French trade minister Nicole Bricq has already stated her opposition to ISDS being included in an agreement.

While neither the US's chief negotiator Dan Mullaney or his EU counterpart Ignacio Garcia Bercero would comment on the German government's position, both defended the inclusion of ISDS.

"A comprehensive 21st century trade agreement should include appropriate protections for investors…and that does include ISDS," US lead negotiator Dan Mullaney told reporters following the end of the week-long talks in Brussels. "It is important that these provisions respect national regulatory space and that nothing we do on investor protection interferes with this," he added.

For his part, Garcia Bercero told reporters that ISDS was part of the "unanimous" negotiating mandate given by governments to the EU executive.

The Commission is anxious to ensure that ISDS does not join the audiovisual sector in being taken off the negotiating table. The US is likely to insist that financial services regulation, which is stricter in the US than Europe, is excluded for talks.

Critics say that investor claims can prevent governments from passing legislation in fields such as environmental and social protection, enabling corporations to claim potentially unlimited damages in "arbitration panels" if their profits are adversely affected by new regulations.

They also claim that arbitrations are carried out in secret by trade lawyers.

Campaigners point to a ongoing case brought by tobacco giant Philip Morris against the Australian government over new legislation requiring plain packaging for cigarettes sold in the country.

Following protests by NGOs and consumer groups the Commission froze discussions on ISDS pending a three-month public consultation, which Garcia Bercero labelled "an opportunity to come forward with a much improved model on the standards of protection…with much clearer provisions on transparency and conflicts of interest."

Meanwhile, trade officials have now exchanged offers on scrapping remaining tariff barriers between the two blocs.

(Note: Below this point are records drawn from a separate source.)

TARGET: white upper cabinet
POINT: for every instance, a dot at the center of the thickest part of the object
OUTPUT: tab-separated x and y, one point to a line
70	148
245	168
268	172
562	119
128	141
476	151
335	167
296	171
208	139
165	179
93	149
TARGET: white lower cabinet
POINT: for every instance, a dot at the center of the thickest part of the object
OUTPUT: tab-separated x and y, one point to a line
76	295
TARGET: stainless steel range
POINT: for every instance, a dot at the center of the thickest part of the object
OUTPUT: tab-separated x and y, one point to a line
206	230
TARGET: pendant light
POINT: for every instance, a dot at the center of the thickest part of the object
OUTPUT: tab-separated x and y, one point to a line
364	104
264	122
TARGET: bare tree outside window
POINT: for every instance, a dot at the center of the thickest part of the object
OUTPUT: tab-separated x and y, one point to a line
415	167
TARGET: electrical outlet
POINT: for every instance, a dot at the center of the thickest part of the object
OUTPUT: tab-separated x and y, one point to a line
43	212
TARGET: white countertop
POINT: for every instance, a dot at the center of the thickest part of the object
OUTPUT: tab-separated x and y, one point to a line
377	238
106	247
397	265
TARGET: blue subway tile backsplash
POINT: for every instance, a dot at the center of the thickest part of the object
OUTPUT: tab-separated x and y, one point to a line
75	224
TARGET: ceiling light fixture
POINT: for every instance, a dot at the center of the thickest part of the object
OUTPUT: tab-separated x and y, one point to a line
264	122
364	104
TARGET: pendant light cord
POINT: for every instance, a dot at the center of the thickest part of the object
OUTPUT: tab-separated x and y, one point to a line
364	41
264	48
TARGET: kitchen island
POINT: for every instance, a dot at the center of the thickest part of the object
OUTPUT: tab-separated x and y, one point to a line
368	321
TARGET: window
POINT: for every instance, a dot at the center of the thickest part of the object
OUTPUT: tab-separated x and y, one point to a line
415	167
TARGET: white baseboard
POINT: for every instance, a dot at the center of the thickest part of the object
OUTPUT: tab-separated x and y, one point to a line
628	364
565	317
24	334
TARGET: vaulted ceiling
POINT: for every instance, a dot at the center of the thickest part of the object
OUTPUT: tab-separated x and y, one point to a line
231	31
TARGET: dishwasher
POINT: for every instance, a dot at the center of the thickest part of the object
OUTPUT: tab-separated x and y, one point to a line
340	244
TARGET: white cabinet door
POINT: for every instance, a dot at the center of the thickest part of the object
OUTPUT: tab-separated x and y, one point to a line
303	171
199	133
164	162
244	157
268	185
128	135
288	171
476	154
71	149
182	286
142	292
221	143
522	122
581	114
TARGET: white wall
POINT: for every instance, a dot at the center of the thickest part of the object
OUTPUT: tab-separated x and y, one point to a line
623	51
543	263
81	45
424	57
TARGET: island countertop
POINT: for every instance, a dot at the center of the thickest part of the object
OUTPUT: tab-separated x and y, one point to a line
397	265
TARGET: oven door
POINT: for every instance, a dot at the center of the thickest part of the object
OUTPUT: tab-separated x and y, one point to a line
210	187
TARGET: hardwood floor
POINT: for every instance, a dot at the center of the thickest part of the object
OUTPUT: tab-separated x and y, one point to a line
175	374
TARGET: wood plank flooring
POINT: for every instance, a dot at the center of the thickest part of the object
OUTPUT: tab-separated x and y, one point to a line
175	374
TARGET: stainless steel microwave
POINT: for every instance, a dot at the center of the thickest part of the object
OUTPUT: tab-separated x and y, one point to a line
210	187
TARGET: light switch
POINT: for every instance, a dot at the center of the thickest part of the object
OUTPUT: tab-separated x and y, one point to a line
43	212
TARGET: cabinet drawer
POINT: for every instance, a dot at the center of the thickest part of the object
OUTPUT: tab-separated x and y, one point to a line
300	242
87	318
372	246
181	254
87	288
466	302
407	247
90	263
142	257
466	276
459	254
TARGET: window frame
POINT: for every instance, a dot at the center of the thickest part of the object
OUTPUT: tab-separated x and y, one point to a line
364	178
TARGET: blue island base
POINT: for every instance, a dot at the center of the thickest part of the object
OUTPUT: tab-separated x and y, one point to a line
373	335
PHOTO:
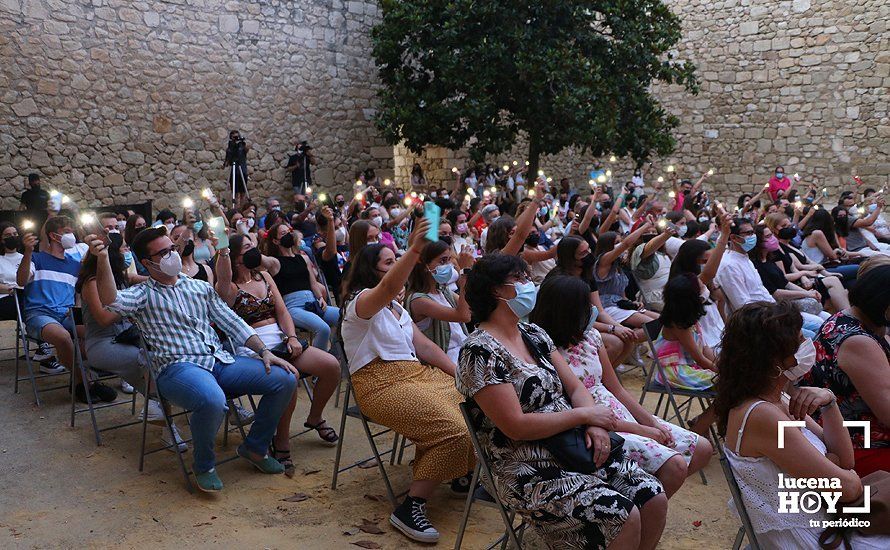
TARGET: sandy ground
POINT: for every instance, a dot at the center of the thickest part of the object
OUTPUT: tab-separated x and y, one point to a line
59	490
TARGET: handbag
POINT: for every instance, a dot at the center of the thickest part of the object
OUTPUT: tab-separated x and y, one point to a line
127	337
878	516
570	450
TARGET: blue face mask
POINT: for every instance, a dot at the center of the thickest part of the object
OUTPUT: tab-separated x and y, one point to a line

Officials close to talks indicate that the EU has offered to remove tariffs in 96% of areas, compared with 88% of areas by the US.

However, the offers are expected to be improved in the coming months. "The endpoint is the elimination of all duties" said Mullaney,

The European Commission claims that an EU-US trade deal could be worth up to €120 billion in economic gains, although less than €25 billion of this would be secured if the deal failed to go beyond the removal of tariff barriers.

They have also added a chapter to the negotiations specifically aimed at small businesses which Garcia Bercero described as “a first for the European Union”.